# My heart rat is gone far too soon



## moonkissed

On Tuesday I lost my mostest ever heart rat, Khaleesi. She was the best rat anyone could ever imagine. She was beautiful and special. She was an amazing mom! So friendly, she loved people and loved being the center of attention. She was insanely smart & would show me every thing I did wrong rat proofing lol

I loved her so much & going to miss her so deeply. 



















I buried her in a large pot with flowers. I also planted some milkweed & wild flower seeds to attract butterflies when they grow. I own my house but do not have a super large yard and have dogs that like to dig. I've seen lots of people use pots & decided this was fitting for her. 


































The quote on the stone says: "We all come from the Goddess & to Her we will return, like a drop of rain flowing towards the ocean"
It is one of my favorite quotes.


----------



## RatAtat2693

moonkissed said:


> ...The quote on the stone says: "We all come from the Goddess & to Her we will return, like a drop of rain flowing towards the ocean"
> It is one of my favorite quotes.


I love it. So sorry for your loss.


----------



## Love My Rats

great idea so sorry for your loss


----------



## Gribouilli

So sorry for your loss. Very nice memorial. She wil live on in her offspring and your heart.


----------



## Ratloved

Awwwww, sorry for your loss, moonkissed. She looked like she was both beautiful and sweet.


----------



## moonkissed

Thank you everyone. It is so hard to lose them and she was definitely the hardest  



> So sorry for your loss. Very nice memorial. She wil live on in her offspring and your heart.


So selfish of me but I am glad I have her line still.

One of her daughters, Meg is also my heart rat and I am so glad I have her. She doesn't have her mom's attitude, doesn't try to escape lol But is just heart melting sweet.

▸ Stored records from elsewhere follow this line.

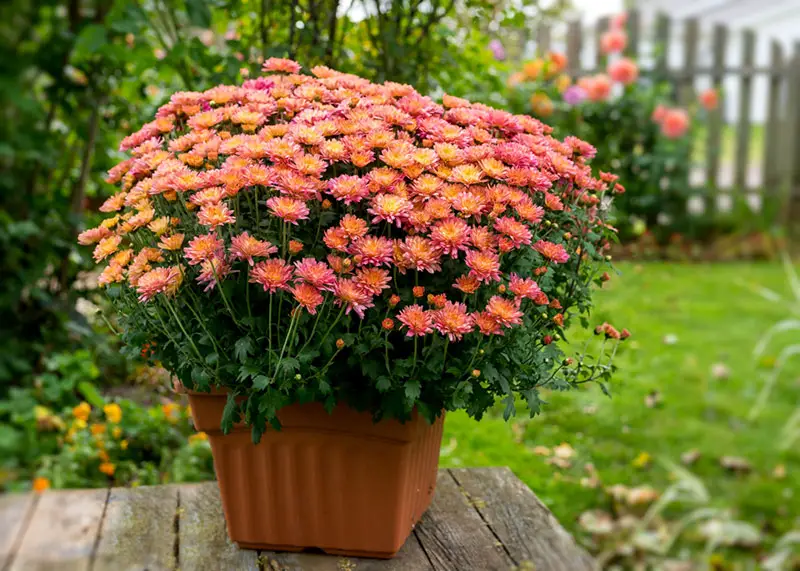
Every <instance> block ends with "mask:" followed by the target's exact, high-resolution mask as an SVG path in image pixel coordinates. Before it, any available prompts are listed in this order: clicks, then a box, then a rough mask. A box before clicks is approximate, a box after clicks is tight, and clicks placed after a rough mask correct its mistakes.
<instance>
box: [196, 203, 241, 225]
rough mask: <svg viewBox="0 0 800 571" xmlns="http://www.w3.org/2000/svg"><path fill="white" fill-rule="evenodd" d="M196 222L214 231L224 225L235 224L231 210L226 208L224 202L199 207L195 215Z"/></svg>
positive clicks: (234, 219) (226, 205) (231, 210)
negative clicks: (199, 209)
mask: <svg viewBox="0 0 800 571" xmlns="http://www.w3.org/2000/svg"><path fill="white" fill-rule="evenodd" d="M197 220H198V221H199V222H200V224H202V225H203V226H209V227H210V228H211V229H212V230H215V229H217V228H219V227H220V226H223V225H225V224H233V223H234V222H236V217H234V215H233V210H231V209H230V208H228V206H227V205H226V204H225V203H224V202H216V203H214V204H206V205H205V206H203V207H201V208H200V212H199V213H198V214H197Z"/></svg>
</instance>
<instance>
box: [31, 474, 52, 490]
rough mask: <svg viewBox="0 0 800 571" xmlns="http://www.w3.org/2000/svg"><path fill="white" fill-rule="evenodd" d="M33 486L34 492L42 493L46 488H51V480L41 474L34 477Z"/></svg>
mask: <svg viewBox="0 0 800 571" xmlns="http://www.w3.org/2000/svg"><path fill="white" fill-rule="evenodd" d="M32 487H33V491H34V492H36V493H39V494H41V493H42V492H44V491H45V490H48V489H50V480H48V479H47V478H43V477H42V476H39V477H38V478H34V479H33V484H32Z"/></svg>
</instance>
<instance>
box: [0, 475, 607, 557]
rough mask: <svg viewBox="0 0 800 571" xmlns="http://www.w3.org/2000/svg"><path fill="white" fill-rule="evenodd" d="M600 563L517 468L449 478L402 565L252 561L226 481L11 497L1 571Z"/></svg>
mask: <svg viewBox="0 0 800 571" xmlns="http://www.w3.org/2000/svg"><path fill="white" fill-rule="evenodd" d="M595 568H596V564H595V562H594V561H593V560H592V559H591V557H589V555H587V554H586V552H584V551H583V550H582V549H580V548H579V547H578V546H576V544H575V542H574V541H573V539H572V537H571V536H570V535H569V534H568V533H567V532H566V531H565V530H564V529H563V528H562V527H561V525H559V523H558V522H557V521H556V520H555V518H554V517H553V515H552V514H551V513H550V511H549V510H548V509H547V508H546V507H545V506H544V505H543V504H542V503H541V502H540V501H539V500H538V499H537V498H536V496H535V495H534V494H533V493H532V492H531V491H530V489H528V487H527V486H525V484H523V483H522V482H521V481H520V480H519V479H517V477H516V476H514V474H513V473H512V472H511V471H510V470H509V469H508V468H481V469H458V470H456V469H453V470H441V471H440V472H439V479H438V482H437V488H436V497H435V499H434V501H433V505H432V506H431V508H430V509H429V510H428V512H427V513H426V514H425V516H424V517H423V518H422V521H421V522H420V524H419V525H418V526H417V527H416V529H415V530H414V532H413V534H412V535H411V537H409V539H408V541H407V542H406V544H405V545H404V546H403V549H402V550H401V552H400V553H399V554H398V555H397V557H396V558H395V559H391V560H387V561H380V560H374V559H357V558H349V559H348V558H343V557H334V556H328V555H321V554H312V553H302V554H297V553H272V552H256V551H244V550H240V549H238V548H237V547H236V546H235V545H233V544H231V543H230V542H229V540H228V537H227V534H226V531H225V520H224V518H223V514H222V507H221V505H220V502H219V492H218V489H217V485H216V483H215V482H208V483H204V484H184V485H169V486H155V487H142V488H113V489H111V490H103V489H99V490H64V491H48V492H45V493H43V494H41V495H28V496H19V495H12V496H0V571H40V570H41V571H44V570H51V569H52V570H58V571H73V570H75V571H78V570H80V571H84V570H85V571H90V570H91V571H132V570H134V569H135V570H140V571H143V570H149V571H159V570H167V569H170V570H181V571H194V570H201V571H218V570H219V571H228V570H230V571H234V570H235V571H238V570H245V571H250V570H252V571H277V570H287V571H288V570H291V571H294V570H303V571H312V570H313V571H346V570H347V571H350V570H353V571H384V570H385V571H388V570H393V571H422V570H425V571H433V570H447V571H473V570H474V571H494V570H504V571H506V570H508V571H510V570H512V569H518V570H520V571H522V570H529V571H533V570H536V571H550V570H553V571H556V570H558V571H585V570H590V569H595Z"/></svg>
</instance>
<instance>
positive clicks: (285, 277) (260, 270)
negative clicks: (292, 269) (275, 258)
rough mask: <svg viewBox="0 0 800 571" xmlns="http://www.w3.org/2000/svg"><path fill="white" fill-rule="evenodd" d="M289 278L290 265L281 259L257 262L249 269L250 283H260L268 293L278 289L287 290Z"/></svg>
mask: <svg viewBox="0 0 800 571" xmlns="http://www.w3.org/2000/svg"><path fill="white" fill-rule="evenodd" d="M291 279H292V267H291V266H289V265H288V264H287V263H286V262H285V261H284V260H281V259H275V258H273V259H270V260H266V261H263V262H258V263H257V264H256V265H255V266H253V267H252V268H251V269H250V283H257V284H261V286H262V287H263V288H264V291H266V292H269V293H275V292H276V291H277V290H279V289H284V290H288V289H289V281H290V280H291Z"/></svg>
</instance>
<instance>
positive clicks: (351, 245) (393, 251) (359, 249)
mask: <svg viewBox="0 0 800 571" xmlns="http://www.w3.org/2000/svg"><path fill="white" fill-rule="evenodd" d="M349 252H350V253H351V254H352V255H353V256H355V258H356V263H357V264H359V265H362V266H383V265H387V266H388V265H391V263H392V254H393V253H394V246H393V244H392V241H391V240H389V239H388V238H383V237H379V236H365V237H363V238H359V239H358V240H356V241H355V242H353V243H352V244H351V246H350V248H349Z"/></svg>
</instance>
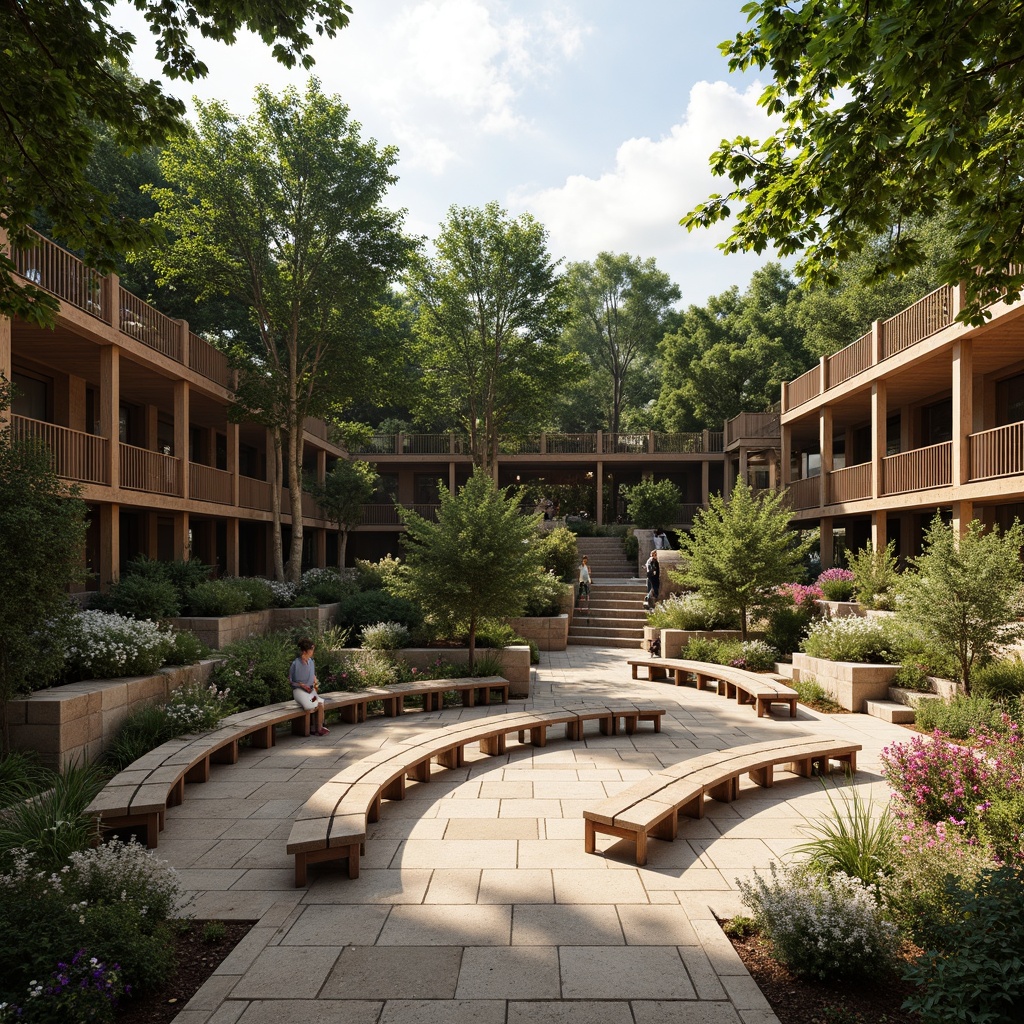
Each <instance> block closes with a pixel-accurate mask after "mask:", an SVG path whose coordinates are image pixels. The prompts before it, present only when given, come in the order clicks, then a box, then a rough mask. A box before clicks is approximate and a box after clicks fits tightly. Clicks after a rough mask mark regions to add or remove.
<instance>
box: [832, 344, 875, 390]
mask: <svg viewBox="0 0 1024 1024" xmlns="http://www.w3.org/2000/svg"><path fill="white" fill-rule="evenodd" d="M827 361H828V370H827V374H828V377H827V380H828V386H829V387H836V385H837V384H842V383H843V381H848V380H849V379H850V378H851V377H856V375H857V374H859V373H861V372H863V371H864V370H866V369H867V368H868V367H869V366H870V365H871V334H870V332H868V333H867V334H865V335H863V336H862V337H860V338H858V339H857V340H856V341H855V342H853V343H852V344H849V345H847V346H846V348H841V349H840V350H839V351H838V352H836V353H835V354H834V355H829V356H828V360H827Z"/></svg>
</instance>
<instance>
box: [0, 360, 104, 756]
mask: <svg viewBox="0 0 1024 1024" xmlns="http://www.w3.org/2000/svg"><path fill="white" fill-rule="evenodd" d="M10 392H11V386H10V385H9V384H8V383H7V380H6V378H4V377H3V376H2V375H0V538H3V542H2V543H0V607H2V608H3V614H0V742H2V749H3V753H4V754H6V753H7V751H8V750H9V748H10V742H9V738H10V737H9V735H8V729H7V701H8V700H10V699H12V698H13V697H15V696H16V695H17V694H18V693H20V692H25V691H28V690H29V689H31V687H32V684H37V685H38V684H39V683H43V682H45V681H46V680H48V679H50V678H52V676H53V675H55V674H56V673H57V672H58V671H59V670H60V668H61V667H62V665H63V644H62V642H61V640H60V636H61V633H62V627H63V624H65V622H66V621H67V618H68V616H69V615H70V614H71V602H70V601H69V599H68V590H69V587H70V586H71V585H72V584H73V583H80V582H81V581H82V580H84V579H85V563H84V557H83V556H84V549H85V530H86V510H85V503H84V502H82V501H80V500H79V499H78V497H77V492H76V490H75V489H74V488H73V487H69V486H67V485H66V484H65V483H62V482H61V481H60V480H59V479H58V478H57V476H56V474H55V473H54V472H53V456H52V454H51V453H50V451H49V449H47V447H46V445H45V444H43V443H42V442H41V441H37V440H32V439H29V440H18V439H16V438H14V437H13V436H12V433H11V429H10V426H9V424H8V423H7V422H6V420H5V418H4V417H5V414H6V413H7V410H8V409H9V407H10Z"/></svg>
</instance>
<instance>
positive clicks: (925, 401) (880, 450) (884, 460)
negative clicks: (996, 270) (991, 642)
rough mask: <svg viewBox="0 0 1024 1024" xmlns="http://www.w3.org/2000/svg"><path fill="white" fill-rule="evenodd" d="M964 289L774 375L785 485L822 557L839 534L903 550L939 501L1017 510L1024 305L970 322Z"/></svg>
mask: <svg viewBox="0 0 1024 1024" xmlns="http://www.w3.org/2000/svg"><path fill="white" fill-rule="evenodd" d="M962 296H963V293H962V290H961V289H958V288H952V287H943V288H939V289H937V290H936V291H934V292H932V293H931V294H930V295H927V296H925V298H923V299H922V300H921V301H920V302H916V303H914V304H913V305H912V306H910V307H909V308H907V309H904V310H903V311H902V312H900V313H898V314H897V315H895V316H893V317H892V318H891V319H888V321H885V322H878V323H876V324H874V325H873V326H872V328H871V330H870V331H869V332H868V333H867V334H865V335H864V336H863V337H862V338H859V339H858V340H857V341H855V342H854V343H853V344H851V345H848V346H847V347H846V348H844V349H842V351H839V352H837V353H836V354H834V355H829V356H827V357H824V358H822V359H821V360H820V364H819V365H818V366H817V367H814V368H813V369H812V370H810V371H808V372H807V373H806V374H804V375H803V376H801V377H798V378H797V379H796V380H795V381H791V382H790V383H788V384H785V385H783V387H782V396H781V424H782V431H781V456H782V458H781V463H782V465H781V470H782V484H783V485H784V486H787V487H788V488H790V499H791V505H792V507H793V509H794V522H795V525H798V526H800V525H806V526H815V525H817V526H820V529H821V549H822V550H821V554H822V564H824V565H828V564H830V563H831V561H833V554H834V544H837V543H838V544H843V545H845V546H846V547H847V548H848V549H850V550H854V549H857V548H860V547H863V545H864V544H865V543H866V542H867V541H868V540H871V541H873V543H874V544H876V545H885V544H886V543H887V542H888V541H890V540H892V541H895V542H896V545H897V549H898V552H899V554H900V555H901V556H902V557H906V556H908V555H913V554H915V553H918V552H919V551H920V548H921V538H922V532H923V530H924V527H925V526H926V525H927V524H928V522H929V521H930V520H931V518H932V517H933V516H934V515H935V513H936V510H939V511H941V512H942V514H943V515H945V516H947V517H949V518H950V519H951V520H952V522H953V523H955V524H957V527H962V526H963V525H964V524H966V523H967V522H970V521H971V519H973V518H979V519H981V520H982V521H983V522H985V523H987V524H998V525H1000V526H1006V525H1008V524H1009V523H1010V522H1012V521H1013V519H1014V517H1015V516H1020V517H1021V518H1024V302H1017V303H1014V304H1012V305H1008V304H1006V303H1001V302H1000V303H996V304H995V305H993V306H992V307H991V309H990V312H991V314H992V315H991V318H990V319H989V321H987V322H986V323H985V324H984V325H982V326H980V327H969V326H966V325H964V324H957V323H955V317H956V314H957V313H958V312H959V309H961V304H962Z"/></svg>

One of her granddaughters is still a babe but I am like you have to be my heart rat too! lol Ok I can't control that but I am hoping she ends up being lol


----------



## Andromeda

What a pretty girl, and I love her name! <3 So sorry you had to lose her.  Their lives are too short.


----------



## MousE190

Ashes to ashes, a beautiful way to lay her to rest, sorry for your lost.


----------



## Kelsbels

So sorry for your loss *big hugs*


----------